Categories: Health

Smallpox Among the American Indians 1492-1900

The New World that Columbus discovered in 1492 was rich in wonders but devoid of immunity to old-world diseases. Smallpox, a feared killer in Europe and Asia for centuries, was unknown in the Americas before the ‘white man’ arrived.

The disease stripped North and South America of its indigenous inhabitants far more effectively than any amount of war with the colonizers.

In 1520 when Cortez and his men retreated from the Central American Aztec capital Tenochtitlan they left smallpox in their wake. When the conquistadores finally captured the city in 1521 they found it strewn with smallpox victims. Around 40 per cent of the Aztec population died of the disease. Altogether, more than two thirds of Mexico’s population was lost.

Similarly, the Incas of Peru were weakened by European diseases and eventually between 60 and 90 per cent had been killed by smallpox, while some of the Caribbean peoples were almost entirely wiped out.

Smallpox did its destructive job far more slowly among the scattered tribes of the North American Plains. European settlers suffered epidemics throughout the 17th and 18th centuries which inevitably spread to the ‘biologically naive’ Amerindian population, carried by the fur trade to the remotest regions.

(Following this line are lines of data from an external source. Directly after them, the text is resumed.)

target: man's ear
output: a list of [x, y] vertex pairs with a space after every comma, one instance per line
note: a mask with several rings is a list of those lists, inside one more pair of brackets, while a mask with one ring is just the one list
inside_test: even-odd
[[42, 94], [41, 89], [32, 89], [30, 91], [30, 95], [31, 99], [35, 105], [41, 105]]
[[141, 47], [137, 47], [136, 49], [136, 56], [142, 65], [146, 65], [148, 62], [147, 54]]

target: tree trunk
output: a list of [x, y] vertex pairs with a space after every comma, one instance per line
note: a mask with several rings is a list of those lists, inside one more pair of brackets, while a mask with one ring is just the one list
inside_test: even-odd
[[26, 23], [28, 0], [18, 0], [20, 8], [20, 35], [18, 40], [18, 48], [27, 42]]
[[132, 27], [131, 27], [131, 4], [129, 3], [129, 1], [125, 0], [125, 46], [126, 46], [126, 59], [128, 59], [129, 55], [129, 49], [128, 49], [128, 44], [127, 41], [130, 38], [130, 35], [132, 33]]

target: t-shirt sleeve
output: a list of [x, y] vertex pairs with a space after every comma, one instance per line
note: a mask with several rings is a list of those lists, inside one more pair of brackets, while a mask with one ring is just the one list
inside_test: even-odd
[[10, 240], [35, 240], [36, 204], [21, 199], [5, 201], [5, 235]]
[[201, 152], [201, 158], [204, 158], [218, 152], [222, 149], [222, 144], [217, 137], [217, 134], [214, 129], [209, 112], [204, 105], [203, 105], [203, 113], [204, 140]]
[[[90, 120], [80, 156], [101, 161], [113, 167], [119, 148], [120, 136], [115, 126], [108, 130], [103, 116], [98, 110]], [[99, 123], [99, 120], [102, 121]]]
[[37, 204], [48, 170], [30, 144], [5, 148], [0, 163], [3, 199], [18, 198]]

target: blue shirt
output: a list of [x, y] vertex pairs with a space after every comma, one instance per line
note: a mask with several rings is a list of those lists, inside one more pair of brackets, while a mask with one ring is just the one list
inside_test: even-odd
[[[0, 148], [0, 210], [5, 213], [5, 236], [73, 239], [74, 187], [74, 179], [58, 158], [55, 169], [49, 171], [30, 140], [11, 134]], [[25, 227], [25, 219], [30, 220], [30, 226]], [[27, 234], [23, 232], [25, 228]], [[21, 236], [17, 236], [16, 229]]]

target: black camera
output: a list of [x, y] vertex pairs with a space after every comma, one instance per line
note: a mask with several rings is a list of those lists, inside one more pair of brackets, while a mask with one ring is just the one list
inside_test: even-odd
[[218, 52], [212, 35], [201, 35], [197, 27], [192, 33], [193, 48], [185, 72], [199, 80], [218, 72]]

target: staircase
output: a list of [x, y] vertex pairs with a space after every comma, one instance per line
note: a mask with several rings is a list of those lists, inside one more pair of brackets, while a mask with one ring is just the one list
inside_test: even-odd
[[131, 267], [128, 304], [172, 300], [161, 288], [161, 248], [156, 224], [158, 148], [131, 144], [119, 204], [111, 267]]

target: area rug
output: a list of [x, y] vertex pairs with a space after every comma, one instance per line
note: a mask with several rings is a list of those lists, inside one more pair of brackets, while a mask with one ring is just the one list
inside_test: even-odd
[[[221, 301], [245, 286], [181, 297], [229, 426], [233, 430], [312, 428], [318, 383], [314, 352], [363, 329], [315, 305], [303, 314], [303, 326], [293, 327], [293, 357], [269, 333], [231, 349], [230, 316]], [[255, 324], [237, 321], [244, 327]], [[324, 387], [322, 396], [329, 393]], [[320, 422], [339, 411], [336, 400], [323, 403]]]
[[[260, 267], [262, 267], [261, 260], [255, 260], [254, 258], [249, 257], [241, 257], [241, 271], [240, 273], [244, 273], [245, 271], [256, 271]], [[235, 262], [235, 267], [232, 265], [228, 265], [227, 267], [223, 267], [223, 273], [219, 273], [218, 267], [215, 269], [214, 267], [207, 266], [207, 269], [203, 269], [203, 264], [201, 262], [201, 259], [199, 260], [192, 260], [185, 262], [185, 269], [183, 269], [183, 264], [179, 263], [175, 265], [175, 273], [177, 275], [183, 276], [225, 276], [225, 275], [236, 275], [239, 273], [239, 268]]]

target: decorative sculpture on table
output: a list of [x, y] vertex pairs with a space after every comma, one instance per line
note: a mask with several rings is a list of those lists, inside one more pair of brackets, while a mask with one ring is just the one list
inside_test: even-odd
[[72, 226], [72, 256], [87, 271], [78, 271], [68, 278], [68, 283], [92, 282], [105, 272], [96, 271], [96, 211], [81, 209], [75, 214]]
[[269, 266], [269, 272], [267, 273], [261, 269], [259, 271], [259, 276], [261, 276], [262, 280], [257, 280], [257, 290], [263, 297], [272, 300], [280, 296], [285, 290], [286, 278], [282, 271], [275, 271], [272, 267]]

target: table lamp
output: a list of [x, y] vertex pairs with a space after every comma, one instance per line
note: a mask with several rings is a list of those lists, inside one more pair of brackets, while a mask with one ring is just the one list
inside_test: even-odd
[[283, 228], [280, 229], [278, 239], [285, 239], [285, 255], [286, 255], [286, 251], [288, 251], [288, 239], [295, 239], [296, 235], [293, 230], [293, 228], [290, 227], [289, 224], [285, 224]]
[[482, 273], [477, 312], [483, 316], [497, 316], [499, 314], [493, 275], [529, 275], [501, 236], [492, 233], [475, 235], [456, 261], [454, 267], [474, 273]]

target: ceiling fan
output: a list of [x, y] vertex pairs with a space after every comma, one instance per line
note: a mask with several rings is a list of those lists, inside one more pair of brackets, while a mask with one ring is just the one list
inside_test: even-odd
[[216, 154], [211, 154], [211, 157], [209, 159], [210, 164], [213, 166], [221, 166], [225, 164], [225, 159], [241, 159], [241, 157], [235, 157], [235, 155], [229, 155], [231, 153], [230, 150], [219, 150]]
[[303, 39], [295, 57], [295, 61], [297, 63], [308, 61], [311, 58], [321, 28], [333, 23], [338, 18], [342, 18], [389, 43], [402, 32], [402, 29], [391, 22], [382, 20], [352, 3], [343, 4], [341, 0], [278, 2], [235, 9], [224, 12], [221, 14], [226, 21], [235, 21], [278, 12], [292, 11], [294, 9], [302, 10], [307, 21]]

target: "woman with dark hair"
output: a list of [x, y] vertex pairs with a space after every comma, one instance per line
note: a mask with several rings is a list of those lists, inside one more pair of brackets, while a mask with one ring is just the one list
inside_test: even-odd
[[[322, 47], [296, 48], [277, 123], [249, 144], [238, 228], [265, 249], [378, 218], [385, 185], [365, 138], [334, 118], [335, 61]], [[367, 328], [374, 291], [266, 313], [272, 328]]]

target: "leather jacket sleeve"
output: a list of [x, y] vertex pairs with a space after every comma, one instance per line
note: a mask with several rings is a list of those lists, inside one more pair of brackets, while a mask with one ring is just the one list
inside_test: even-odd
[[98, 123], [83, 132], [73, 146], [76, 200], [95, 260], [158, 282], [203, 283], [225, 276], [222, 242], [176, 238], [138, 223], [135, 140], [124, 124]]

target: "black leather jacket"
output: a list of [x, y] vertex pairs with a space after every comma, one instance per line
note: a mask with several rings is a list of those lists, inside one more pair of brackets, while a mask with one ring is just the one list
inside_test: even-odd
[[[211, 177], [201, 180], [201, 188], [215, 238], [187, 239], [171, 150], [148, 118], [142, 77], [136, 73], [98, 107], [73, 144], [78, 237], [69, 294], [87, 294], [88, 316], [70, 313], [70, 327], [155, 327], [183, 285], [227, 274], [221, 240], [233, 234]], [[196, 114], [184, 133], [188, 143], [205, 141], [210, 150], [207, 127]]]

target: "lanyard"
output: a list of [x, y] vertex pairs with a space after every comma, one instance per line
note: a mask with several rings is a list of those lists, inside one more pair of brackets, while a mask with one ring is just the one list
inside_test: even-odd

The first major epidemic of 1617-1619 decimated tribes throughout the Great Plains. The Native Americans tried traditional remedies to no avail. At first they thought they were being punished for violation of tribal laws but, as soon as they realized that smallpox came from the European colonists, they thought they were being deliberately infected. By 1800 the population of the Plains Indians was reduced by two thirds.

Vaccination programs were established in the 19th century and smallpox was gradually eradicated from the Americas. But by then it was too late. Whole civilizations had been destroyed and unique cultures lost forever.

When: 1492-1900

Where: North and South America

Death toll: The population of the Americas before 1492 is unknown, it is possible that smallpox wiped out as much as 80 per cent of the Amerindians; some groups became extinct.

You should know: The sweat lodge (a sort of sauna) was traditionally used by North American Indians as a remedy for disease.

Tragically, it was inappropriate for smallpox victims – the steaming herbs used as analgesics and decongestants were often emetic, the heat worsened the sores and the cold plunge afterwards weakened resistance and caused shock.